Going Vintage isn’t exactly a mind-blowing piece of work. It’s cute, it’s fluffy, it’s not quite perfect, and it’s a good “in-between” book—meaning it’s something you read in between amazing books, but it’s not an amazing book in itself.
I felt like Going Vintage started out quite strong for me: it was fun, quirky, and I loved Mallory’s voice. But towards the end, it definitely fizzled. I started getting a bit annoyed with Mallory and found her to be a stubborn, naïve girl. But before we dig into that, let’s go back and start with the good.
At first, I loved Mallory. She has this thing with lists. She loves lists. She makes lists of things to do, lists of good boyfriend qualities, lists of goals.. everything. Overall, I felt like Mallory’s voice really shone through the writing as fun and unique; it definitely pulled me into the story! And even though the whole “going vintage” thing was something I would never do, I kind of thought her little goal was cute, and I was curious to see how it would play out!
“Jeremy elopes with a flavor of gum and I’m the bad guy.”
I also enjoyed some of the family dynamics in the book. Mallory’s sister was a GREAT character and I liked the situation with Mallory’s grandmother. But the family dynamics were half good and half bad. I loved the points I just mentioned, but then I felt like the whole mother/father situation was really underdeveloped. Throughout the entire book I felt like I couldn’t quite figure it out.
Then, towards the end of the middle, Mallory started to piss me off. I hated she was OBSESSED with going online. Honestly, I’m not a big Facebook girl, so I thought it was a little pathetic how she felt like she needed “Friendspace” so she could know what her friends were doing at all hours of the day (practically her exact words). And at one point, she made plans with a friend, blew him off, and consciously made the decision to NOT call him and inform him that she wasn’t going to make it. And when he asked why, she thought to herself: “I’m flaky, that’s who I am.” Um, what? She said it like it was so cool and normal.. but she just came off as a complete brat! Then she was PISSED at her mom for what I thought was an insignificant reason. So what if her mom blogs about her family? I honestly didn’t think it was that big of a deal.. but maybe that’s because I am a blogger?
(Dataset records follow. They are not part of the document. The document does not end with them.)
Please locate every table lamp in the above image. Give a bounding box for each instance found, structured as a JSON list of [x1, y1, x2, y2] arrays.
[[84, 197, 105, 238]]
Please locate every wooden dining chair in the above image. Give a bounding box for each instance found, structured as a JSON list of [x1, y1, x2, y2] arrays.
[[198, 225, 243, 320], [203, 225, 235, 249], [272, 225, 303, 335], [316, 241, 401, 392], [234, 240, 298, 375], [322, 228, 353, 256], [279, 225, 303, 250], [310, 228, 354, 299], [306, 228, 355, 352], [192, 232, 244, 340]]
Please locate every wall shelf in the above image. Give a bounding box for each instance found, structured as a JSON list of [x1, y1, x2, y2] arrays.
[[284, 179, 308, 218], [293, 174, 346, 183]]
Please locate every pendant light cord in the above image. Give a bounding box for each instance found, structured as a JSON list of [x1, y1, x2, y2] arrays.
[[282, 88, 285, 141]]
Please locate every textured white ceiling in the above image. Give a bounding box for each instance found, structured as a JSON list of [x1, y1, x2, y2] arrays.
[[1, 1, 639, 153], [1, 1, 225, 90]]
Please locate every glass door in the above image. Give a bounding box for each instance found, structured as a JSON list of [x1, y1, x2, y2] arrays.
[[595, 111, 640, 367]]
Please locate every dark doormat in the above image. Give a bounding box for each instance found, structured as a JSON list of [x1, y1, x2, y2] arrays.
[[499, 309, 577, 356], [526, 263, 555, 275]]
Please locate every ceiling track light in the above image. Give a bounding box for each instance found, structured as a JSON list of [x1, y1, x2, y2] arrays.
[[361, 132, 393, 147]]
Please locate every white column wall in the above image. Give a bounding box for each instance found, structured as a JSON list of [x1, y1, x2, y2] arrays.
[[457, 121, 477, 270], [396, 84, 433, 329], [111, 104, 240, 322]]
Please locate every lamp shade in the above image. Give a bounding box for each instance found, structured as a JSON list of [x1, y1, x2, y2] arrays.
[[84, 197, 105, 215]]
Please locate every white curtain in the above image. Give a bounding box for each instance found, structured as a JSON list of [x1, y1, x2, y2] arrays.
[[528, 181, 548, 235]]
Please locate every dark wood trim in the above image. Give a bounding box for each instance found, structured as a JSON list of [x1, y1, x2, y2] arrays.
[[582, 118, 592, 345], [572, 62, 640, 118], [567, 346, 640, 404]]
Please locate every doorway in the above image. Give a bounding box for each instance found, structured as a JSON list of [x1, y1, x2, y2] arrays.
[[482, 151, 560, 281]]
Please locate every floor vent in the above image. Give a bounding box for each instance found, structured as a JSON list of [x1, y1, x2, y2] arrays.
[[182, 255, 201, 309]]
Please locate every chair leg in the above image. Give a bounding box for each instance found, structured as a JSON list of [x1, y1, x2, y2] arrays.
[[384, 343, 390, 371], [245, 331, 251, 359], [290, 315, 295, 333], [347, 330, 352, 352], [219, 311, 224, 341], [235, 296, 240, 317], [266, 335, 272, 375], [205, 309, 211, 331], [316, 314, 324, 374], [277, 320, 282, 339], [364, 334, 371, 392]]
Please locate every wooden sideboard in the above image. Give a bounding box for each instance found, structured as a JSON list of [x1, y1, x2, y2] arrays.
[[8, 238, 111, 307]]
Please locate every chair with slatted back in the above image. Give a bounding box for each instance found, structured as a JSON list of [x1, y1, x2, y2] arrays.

There were also times when I felt like the story dragged a little. I think after a certain point, the story lost a little bit of its charm and I was just ready for it to end.
But that being said, this wasn’t a bad book. It had some interesting parts to it, even though it wasn’t exactly a groundbreaking book. It’s certainly more of a “fluff” book, which is fine. Fluff books have their place too. It’s cute, it’s fun, and it’s a little different. I just think this is the kind of book you have to be in a certain mood for.